THE BLOG
06/20/2013 04:40 pm ET Updated Aug 20, 2013

In Memory of Vince Flynn

It was a typical afternoon in the CNN makeup room. The room was full of people. Chaos, pandemonium and bedlam were all having a pre-production meeting. Writers were running in and out making changes in the scripts, asking for anchor input. Guests were quaking in the makeup chairs, hyper-anxious about going on live television. Personal entourages stood around offering guests words of encouragement, and useless last-minute tips.

As a CNN anchor, I was seated in my usual spot with my makeup artist Kim Wayman. We always stayed in the corner, in an effort to create a bubble of calm. Sitting next to me, waiting for a dusting of powder, was a serious, handsome man. I watched his expression in the mirror for a moment. He was taking in the media circus with a slightly bemused look and I was struck by his zen-like poise.

"Are you a guest?" I asked. "What is your subject?"

"I write books... thrillers."

Vince Flynn introduced himself modestly, without embellishment.

"Do you write?" he asked me.

"I only write news," I explained.

"You should try fiction. It's fun. I enjoy it a lot."

We talked about writing a bit, and terrorism and world affairs. He immediately turned the subject away from himself to larger, more important world events.

Talking about the big picture in the green room is another rare quality in a television guest -- usually, wracked with nerves, many succumb to pre-interview megalomania and compulsively tell their story over and over to anyone who will listen, including the production assistants. Not Vince Flynn; he wanted to talk about the world.

A few days after my brief conversation with him I realized he was a mega-star in publishing world -- a stratospheric talent who had been on the best-seller charts for years. How could I have not known? I immediately became a Vince Flynn fan.

I read him exclusively in paperback. On my assignments just before boarding a plane, I always sought out his books in the racks. The quiet intelligence he displayed in person came through in the novels. Unlike many thrillers, his plots were grounded in the real world, with just the right amount of fictional dash to get the heart racing. And his heroes were epic.
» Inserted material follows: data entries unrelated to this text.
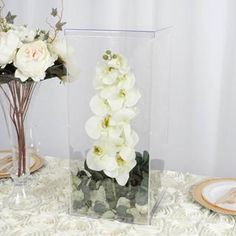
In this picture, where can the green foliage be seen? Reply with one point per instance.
(54, 12)
(136, 190)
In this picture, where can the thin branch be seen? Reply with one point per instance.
(2, 7)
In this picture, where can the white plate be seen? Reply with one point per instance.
(6, 166)
(213, 192)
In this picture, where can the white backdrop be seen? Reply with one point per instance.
(202, 124)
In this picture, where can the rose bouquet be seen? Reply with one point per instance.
(27, 57)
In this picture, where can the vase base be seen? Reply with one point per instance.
(21, 200)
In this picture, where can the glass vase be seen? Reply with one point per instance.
(16, 100)
(114, 130)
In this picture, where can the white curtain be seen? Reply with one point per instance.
(202, 96)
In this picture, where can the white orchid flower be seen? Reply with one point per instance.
(127, 81)
(114, 109)
(125, 160)
(97, 127)
(102, 156)
(99, 106)
(107, 75)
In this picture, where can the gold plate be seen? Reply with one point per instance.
(38, 163)
(197, 195)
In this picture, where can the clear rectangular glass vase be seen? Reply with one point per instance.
(118, 112)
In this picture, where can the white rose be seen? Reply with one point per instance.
(59, 48)
(26, 35)
(32, 60)
(9, 42)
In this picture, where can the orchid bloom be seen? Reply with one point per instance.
(114, 109)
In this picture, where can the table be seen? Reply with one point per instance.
(177, 214)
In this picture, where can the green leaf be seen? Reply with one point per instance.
(54, 12)
(78, 204)
(59, 25)
(10, 18)
(6, 79)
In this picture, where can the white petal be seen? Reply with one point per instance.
(127, 153)
(38, 77)
(122, 179)
(21, 76)
(115, 136)
(93, 127)
(112, 173)
(109, 162)
(98, 106)
(135, 138)
(132, 97)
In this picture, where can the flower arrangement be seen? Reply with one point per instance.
(27, 57)
(113, 180)
(114, 109)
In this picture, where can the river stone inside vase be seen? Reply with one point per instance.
(96, 195)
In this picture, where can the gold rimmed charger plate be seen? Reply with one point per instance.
(197, 195)
(38, 163)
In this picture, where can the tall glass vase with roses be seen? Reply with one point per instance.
(27, 58)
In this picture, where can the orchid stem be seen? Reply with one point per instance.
(114, 188)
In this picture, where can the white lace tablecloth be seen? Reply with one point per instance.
(177, 214)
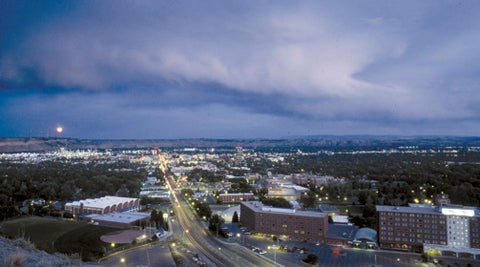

It wasn't until I tried writing thrillers myself that I gained even more appreciation for the effortless grace of his pen. He is absolutely one of the best.

With the announcement of his death, I am deeply saddened. I only met him for a moment in person, but his writing kept me company though some of the longest, most tedious flights in the world; Vince Flynn and his wonderful books were my travel companions. He may have written fiction, but I know he crafted the quiet, decent strength of his heroes from real life.